When gathering your family in your house, for example, it is important to make sure that your own children are there: replacing them with the neighbor’s will not do. Despite the fact that the experimenter was calling the set of puppets a ‘family’, several pieces of evidence
OSI-906 nmr indicate that children did not interpret the goal of the present task as being restricted to the individuals presented on the tree at the start of the trial. Crucially, when tested with small sets, they readily placed all puppets on the tree, even when one of them was a newcomer. Furthermore, with large sets they failed to solve the task following the addition or subtraction of a branch, despite the fact that the family of puppets did not change in this condition. find more Thus, the pattern of findings obtained with large sets evidently reflects limitations to children’s processing of these sets, rather
than their understanding of the task. Perhaps children’s performance with large sets was constrained by limitations of processing resources, such as limitations in working memory4: the children may have failed to remember all the relevant pieces of information, or to process this information appropriately.
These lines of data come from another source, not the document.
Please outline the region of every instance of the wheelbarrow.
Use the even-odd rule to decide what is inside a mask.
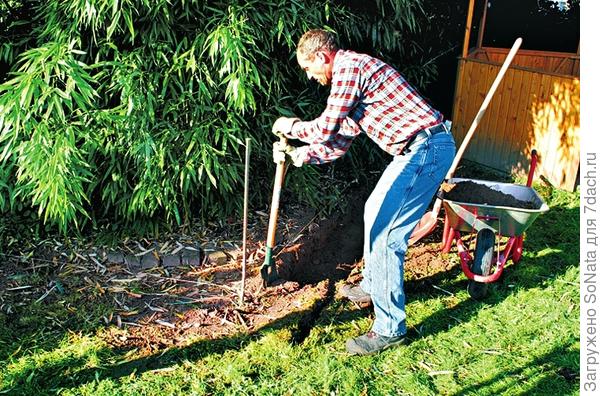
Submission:
[[[509,258],[512,258],[515,264],[519,262],[523,253],[523,233],[541,213],[549,210],[548,205],[531,188],[536,164],[537,153],[533,150],[529,176],[524,186],[477,179],[448,180],[449,184],[464,181],[482,184],[519,201],[527,202],[533,209],[458,202],[444,197],[441,191],[438,192],[438,196],[443,199],[446,213],[442,252],[448,253],[453,242],[456,242],[462,271],[469,279],[467,290],[474,299],[482,299],[486,296],[488,284],[500,278]],[[463,232],[470,233],[471,236],[476,234],[473,254],[463,241],[461,234]],[[508,237],[508,240],[501,250],[500,240],[503,237]]]

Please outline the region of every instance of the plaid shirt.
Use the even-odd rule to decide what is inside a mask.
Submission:
[[[338,50],[325,111],[313,121],[295,122],[289,136],[309,143],[303,148],[305,163],[321,164],[344,155],[361,132],[399,155],[412,135],[442,121],[441,113],[391,66]]]

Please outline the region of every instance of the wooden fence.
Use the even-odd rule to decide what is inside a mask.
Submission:
[[[457,145],[473,122],[507,52],[478,48],[467,58],[459,59],[452,118]],[[519,51],[464,158],[523,175],[535,148],[540,159],[536,174],[556,187],[575,189],[579,177],[578,75],[576,54]]]

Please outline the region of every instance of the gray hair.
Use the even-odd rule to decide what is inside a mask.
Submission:
[[[313,60],[317,51],[334,52],[338,50],[335,35],[322,29],[312,29],[304,33],[298,41],[296,56]]]

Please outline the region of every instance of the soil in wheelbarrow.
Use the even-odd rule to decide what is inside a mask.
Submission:
[[[521,201],[512,195],[472,181],[462,181],[456,184],[445,183],[442,188],[444,198],[451,201],[519,209],[537,209],[533,202]]]

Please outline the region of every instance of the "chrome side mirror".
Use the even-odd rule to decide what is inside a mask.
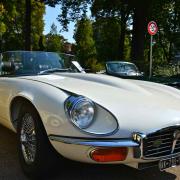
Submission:
[[[77,69],[80,73],[86,73],[81,65],[77,61],[71,61],[72,65]]]

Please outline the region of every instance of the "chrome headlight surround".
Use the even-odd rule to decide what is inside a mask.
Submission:
[[[65,101],[65,111],[70,121],[80,129],[87,129],[94,121],[95,105],[83,96],[70,96]]]

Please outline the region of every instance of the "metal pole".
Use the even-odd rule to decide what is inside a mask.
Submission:
[[[152,63],[153,63],[152,46],[153,46],[153,36],[151,36],[151,40],[150,40],[150,68],[149,68],[149,79],[151,79],[151,77],[152,77]]]

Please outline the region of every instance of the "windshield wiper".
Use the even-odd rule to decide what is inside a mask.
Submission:
[[[55,73],[55,72],[67,72],[70,71],[70,69],[59,69],[59,68],[52,68],[52,69],[46,69],[44,71],[39,72],[38,74],[46,74],[46,73]]]

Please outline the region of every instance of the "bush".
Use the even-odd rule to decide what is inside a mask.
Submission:
[[[99,63],[97,59],[91,58],[86,62],[87,69],[90,69],[91,72],[98,72],[102,69],[104,69],[104,65]]]
[[[174,65],[157,66],[153,70],[155,76],[176,76],[180,74],[180,67]]]

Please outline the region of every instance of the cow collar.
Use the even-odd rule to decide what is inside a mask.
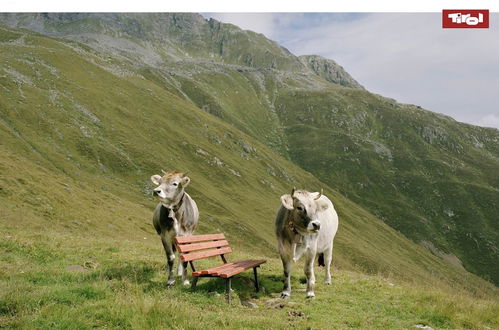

Because children succeeded with the identity-preserving events and in the absence of any transformation, we know SDHB that they could remember one-to-one relations between branches and puppets and reproduce such a relation at the end of a trial. Furthermore, because they succeeded at tracking additions
and subtractions with small sets, we know that they could remember and process set transformation events. However, it is possible that the joint requirements of remembering both a one-to-one mapping and a transformation exceeded the limits on children’s memory and attention. Alternatively, even if children could remember all the relevant information, they might have failed to combine these two pieces of information to predict the final mapping between branches or puppets. Crucially, our task was designed so that there were strategies available for working around any limitations in children’s processing resources. First, in the substitution events, children could have succeeded by focusing on the initial state of one-to-one correspondence and discarding the transformation as having no effect. Children were likely to discover this strategy, however, only if they understood that a subtraction of one is reversed by an addition of one.